Wikipedia:Bots/Requests for approval/WaybackBot
- The following discussion is an archived debate. Please do not modify it. To request review of this BRFA, please start a new section at WT:BRFA. The result of the discussion was Withdrawn by operator.
Operator: Tim1357
Automatic or Manually assisted: The bot would run extremely supervised until it had enough "experience" to run by itself.
Programming language(s): Python Using pywikipedia
Source code available: here is a link to the code (it updates automatically every time i change it). It needs work, i keep getting little format errors that I need some programers to help me with.
Function overview:
WaybackBot would (intelligently) check the Internet Archive for archives of dead pages.
Links to relevant discussions (where appropriate): There are a lot. Some are
Edit period(s):
At first, I will baby sit the bot and check every edit it makes, until I can feel confident enough to let it run free.
Estimated number of pages affected: An estimated 10% of all links on wikipedia are, in some way, dead. If there are 2.5 million links on wikipedia (there were in 2006), then that means 250000 are dead. Thats a 'lot of pages.

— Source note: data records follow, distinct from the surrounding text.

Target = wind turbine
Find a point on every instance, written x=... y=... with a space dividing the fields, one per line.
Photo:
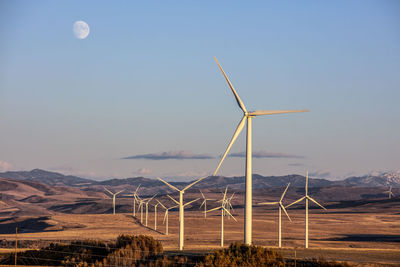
x=390 y=193
x=135 y=199
x=147 y=201
x=281 y=207
x=229 y=204
x=140 y=207
x=223 y=211
x=166 y=215
x=306 y=197
x=205 y=204
x=114 y=195
x=155 y=215
x=247 y=116
x=181 y=206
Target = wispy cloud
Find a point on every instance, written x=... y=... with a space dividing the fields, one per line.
x=265 y=154
x=142 y=171
x=296 y=164
x=5 y=166
x=170 y=155
x=320 y=174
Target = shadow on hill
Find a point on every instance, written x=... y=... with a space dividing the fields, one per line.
x=137 y=221
x=31 y=225
x=368 y=238
x=362 y=202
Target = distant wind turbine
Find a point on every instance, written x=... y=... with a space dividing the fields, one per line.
x=181 y=207
x=306 y=197
x=135 y=199
x=165 y=221
x=114 y=195
x=147 y=201
x=247 y=116
x=223 y=211
x=281 y=207
x=204 y=203
x=155 y=215
x=389 y=192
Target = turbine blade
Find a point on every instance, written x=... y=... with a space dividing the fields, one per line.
x=227 y=211
x=268 y=203
x=195 y=182
x=307 y=183
x=173 y=199
x=151 y=198
x=173 y=187
x=137 y=188
x=300 y=199
x=161 y=204
x=285 y=211
x=217 y=208
x=165 y=216
x=226 y=189
x=284 y=192
x=119 y=192
x=108 y=191
x=173 y=207
x=235 y=135
x=313 y=200
x=191 y=202
x=238 y=100
x=202 y=194
x=273 y=112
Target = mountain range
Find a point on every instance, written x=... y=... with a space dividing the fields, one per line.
x=42 y=192
x=259 y=181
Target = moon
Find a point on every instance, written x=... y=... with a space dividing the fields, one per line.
x=81 y=29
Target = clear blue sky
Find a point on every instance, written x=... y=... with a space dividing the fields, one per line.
x=144 y=82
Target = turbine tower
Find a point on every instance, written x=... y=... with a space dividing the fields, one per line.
x=247 y=116
x=205 y=204
x=181 y=207
x=135 y=199
x=147 y=201
x=389 y=192
x=223 y=211
x=306 y=197
x=281 y=207
x=166 y=215
x=114 y=195
x=155 y=215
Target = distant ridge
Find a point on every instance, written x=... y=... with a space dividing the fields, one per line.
x=259 y=181
x=47 y=177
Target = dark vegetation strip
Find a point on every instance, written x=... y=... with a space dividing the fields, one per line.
x=129 y=250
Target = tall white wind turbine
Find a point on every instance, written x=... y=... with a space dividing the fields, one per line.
x=155 y=215
x=247 y=116
x=224 y=211
x=181 y=207
x=306 y=197
x=281 y=207
x=204 y=203
x=389 y=192
x=135 y=199
x=147 y=201
x=114 y=195
x=165 y=221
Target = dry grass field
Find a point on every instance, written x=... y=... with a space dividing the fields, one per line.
x=344 y=235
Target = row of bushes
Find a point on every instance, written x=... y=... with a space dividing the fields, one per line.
x=129 y=250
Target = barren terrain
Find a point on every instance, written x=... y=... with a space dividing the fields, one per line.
x=340 y=234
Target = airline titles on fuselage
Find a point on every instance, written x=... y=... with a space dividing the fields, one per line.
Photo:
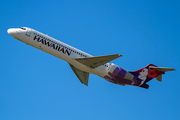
x=52 y=44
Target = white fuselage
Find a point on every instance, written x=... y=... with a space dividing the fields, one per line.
x=56 y=48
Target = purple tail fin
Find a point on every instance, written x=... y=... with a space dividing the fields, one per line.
x=146 y=74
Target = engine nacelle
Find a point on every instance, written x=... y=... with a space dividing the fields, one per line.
x=119 y=72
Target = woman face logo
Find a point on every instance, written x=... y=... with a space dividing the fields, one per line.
x=143 y=74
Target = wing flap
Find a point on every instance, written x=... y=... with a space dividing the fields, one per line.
x=94 y=62
x=82 y=75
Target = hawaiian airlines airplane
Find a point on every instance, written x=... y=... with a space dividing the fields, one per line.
x=83 y=63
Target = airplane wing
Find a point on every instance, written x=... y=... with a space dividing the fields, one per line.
x=82 y=75
x=162 y=69
x=94 y=62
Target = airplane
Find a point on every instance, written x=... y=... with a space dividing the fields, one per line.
x=83 y=63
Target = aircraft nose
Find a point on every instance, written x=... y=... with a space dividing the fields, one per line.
x=11 y=31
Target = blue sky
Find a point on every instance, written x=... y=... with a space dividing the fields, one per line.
x=37 y=86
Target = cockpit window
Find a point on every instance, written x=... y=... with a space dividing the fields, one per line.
x=22 y=28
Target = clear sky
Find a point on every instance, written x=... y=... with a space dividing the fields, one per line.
x=37 y=86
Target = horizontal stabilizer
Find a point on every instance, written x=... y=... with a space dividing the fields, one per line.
x=159 y=78
x=95 y=62
x=162 y=69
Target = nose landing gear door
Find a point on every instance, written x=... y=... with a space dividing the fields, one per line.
x=28 y=33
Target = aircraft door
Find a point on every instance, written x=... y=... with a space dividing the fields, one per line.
x=28 y=33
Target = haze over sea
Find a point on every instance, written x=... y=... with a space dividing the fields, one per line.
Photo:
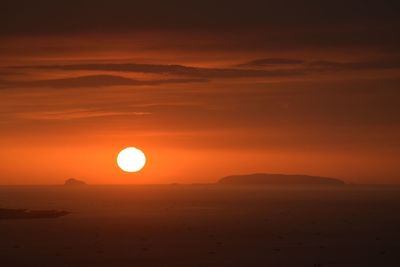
x=203 y=225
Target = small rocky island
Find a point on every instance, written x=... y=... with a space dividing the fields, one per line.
x=30 y=214
x=74 y=182
x=279 y=180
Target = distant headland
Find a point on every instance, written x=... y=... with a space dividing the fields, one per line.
x=279 y=180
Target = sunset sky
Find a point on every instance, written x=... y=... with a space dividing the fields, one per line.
x=204 y=88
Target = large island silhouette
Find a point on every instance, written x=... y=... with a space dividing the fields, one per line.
x=279 y=180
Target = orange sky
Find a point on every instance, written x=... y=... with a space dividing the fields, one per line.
x=200 y=104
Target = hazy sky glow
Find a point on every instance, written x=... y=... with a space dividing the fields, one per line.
x=205 y=90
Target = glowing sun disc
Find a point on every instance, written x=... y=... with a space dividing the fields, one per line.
x=131 y=159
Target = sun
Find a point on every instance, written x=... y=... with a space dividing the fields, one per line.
x=131 y=159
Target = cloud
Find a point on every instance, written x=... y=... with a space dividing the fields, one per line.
x=180 y=70
x=72 y=114
x=91 y=81
x=382 y=64
x=326 y=65
x=272 y=62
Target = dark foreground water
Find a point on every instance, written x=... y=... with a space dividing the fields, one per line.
x=202 y=226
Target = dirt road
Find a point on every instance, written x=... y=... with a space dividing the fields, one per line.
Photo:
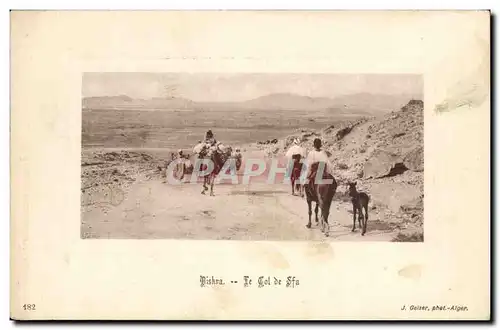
x=152 y=208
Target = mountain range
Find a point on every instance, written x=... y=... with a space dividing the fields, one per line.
x=360 y=103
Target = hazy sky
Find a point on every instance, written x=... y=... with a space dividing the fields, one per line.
x=240 y=87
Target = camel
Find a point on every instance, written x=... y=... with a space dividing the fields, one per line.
x=218 y=158
x=322 y=194
x=296 y=172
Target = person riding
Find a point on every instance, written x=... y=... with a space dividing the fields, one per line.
x=318 y=155
x=210 y=139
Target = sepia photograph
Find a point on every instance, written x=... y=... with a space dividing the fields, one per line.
x=250 y=165
x=235 y=156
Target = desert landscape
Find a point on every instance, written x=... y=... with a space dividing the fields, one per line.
x=373 y=139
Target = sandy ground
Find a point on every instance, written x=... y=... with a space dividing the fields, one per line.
x=151 y=208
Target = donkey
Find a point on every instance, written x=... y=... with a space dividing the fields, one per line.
x=359 y=202
x=322 y=194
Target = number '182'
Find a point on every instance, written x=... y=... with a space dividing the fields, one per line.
x=29 y=307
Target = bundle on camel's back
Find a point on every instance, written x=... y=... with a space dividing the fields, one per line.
x=218 y=154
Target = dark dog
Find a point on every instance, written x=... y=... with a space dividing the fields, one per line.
x=359 y=202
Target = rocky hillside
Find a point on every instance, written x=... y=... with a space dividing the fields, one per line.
x=385 y=156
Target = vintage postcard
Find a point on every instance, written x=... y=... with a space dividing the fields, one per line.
x=250 y=165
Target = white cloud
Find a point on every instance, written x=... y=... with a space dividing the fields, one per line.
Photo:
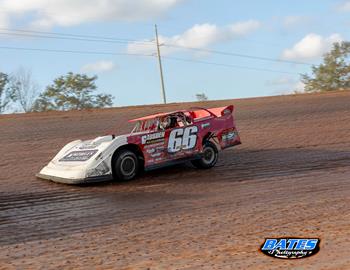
x=67 y=12
x=198 y=36
x=286 y=85
x=294 y=20
x=299 y=87
x=4 y=21
x=99 y=67
x=312 y=46
x=344 y=6
x=283 y=80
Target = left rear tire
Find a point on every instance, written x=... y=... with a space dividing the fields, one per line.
x=209 y=157
x=125 y=165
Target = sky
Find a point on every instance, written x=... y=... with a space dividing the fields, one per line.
x=225 y=49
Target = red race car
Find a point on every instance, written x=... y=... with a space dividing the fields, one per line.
x=158 y=140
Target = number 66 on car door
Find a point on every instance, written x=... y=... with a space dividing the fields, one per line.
x=182 y=139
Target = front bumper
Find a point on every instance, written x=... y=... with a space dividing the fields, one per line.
x=70 y=181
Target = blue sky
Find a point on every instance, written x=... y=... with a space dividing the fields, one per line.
x=295 y=30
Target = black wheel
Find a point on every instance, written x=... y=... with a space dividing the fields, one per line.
x=125 y=165
x=209 y=157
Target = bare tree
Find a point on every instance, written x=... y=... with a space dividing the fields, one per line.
x=6 y=94
x=25 y=89
x=201 y=97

Exclusion compliant (?):Im not sure, is pywikipedia automatically exclusion compliant?
Already has a bot flag (Y/N):
Function details: The bot's syntax looks like this:
- Load a page (from xml dump)
- Extract and check all the external links
- check them all, return dead (defined as error code 404 or 401)
- if they are dead, look for their corresponding accessdate, if none exists, use wikiblame
- create range of acceptable dates (for right now, the range of an acceptable archive is within 2 months of the original accessdatye, I am willing to change that. Remember that a larger range means that an archive is more likely.)
- if the url is referenced using {{citeweb}}, and does not already have an archive, add archive-url and archive-date.
- if there is not cite-web, append reference with {{wayback}} using parameters |date and |url
- if there is no internet archive, mark the reference with {{Dead link}} using parameters: |date and |bot
- start over, and cache links that were checked as either dead or alive, so I don't have to check them again. i will add a function to the script to clear the cache.
Whew, i think thats it. if you want a more nitty-gritty explanation of what the bot does, look at the source code. Pretty much each line has a comment. Note that the source is being hosted from my home computer, so It might not be up when the computer is off.
Discussion
editSome Stuff You Should Know:
- see this skrew up i made (still very sorry).
- I am pretty new to python, this was my first big project, so i need some help
- the Internet archive does not show archives until 6 months after they are grabbed (right now they are still processing archives from June), so that means if I request an archive for a page that was accessed today, the bot will not get any archives.
- I support a larger archive range, but I will leave it up to consensus here.
Things to do
add logging that is similar to the logs of User:WebCiteBOTY Still need to write the code that uploads the log.- make bot exclusion compliant
- auto-clear cached links
- add synonyms for templates (citeweb=CIteweb=cite-web) ect.
Id like to put this on hold for a while. User:Dispenser gave me some points about the bot's concept that I hadn't thought about. I am going to tweak the code so I can make it more fail-safe, and so that the bot gives a dead link two tries before it finds the archive (as some links are only dead for a bit, then are live again). Thanks Tim1357 (talk) 02:05, 10 December 2009 (UTC)[reply]
- The above discussion is preserved as an archive of the debate. Please do not modify it. To request review of this BRFA, please start a new section at WT:BRFA.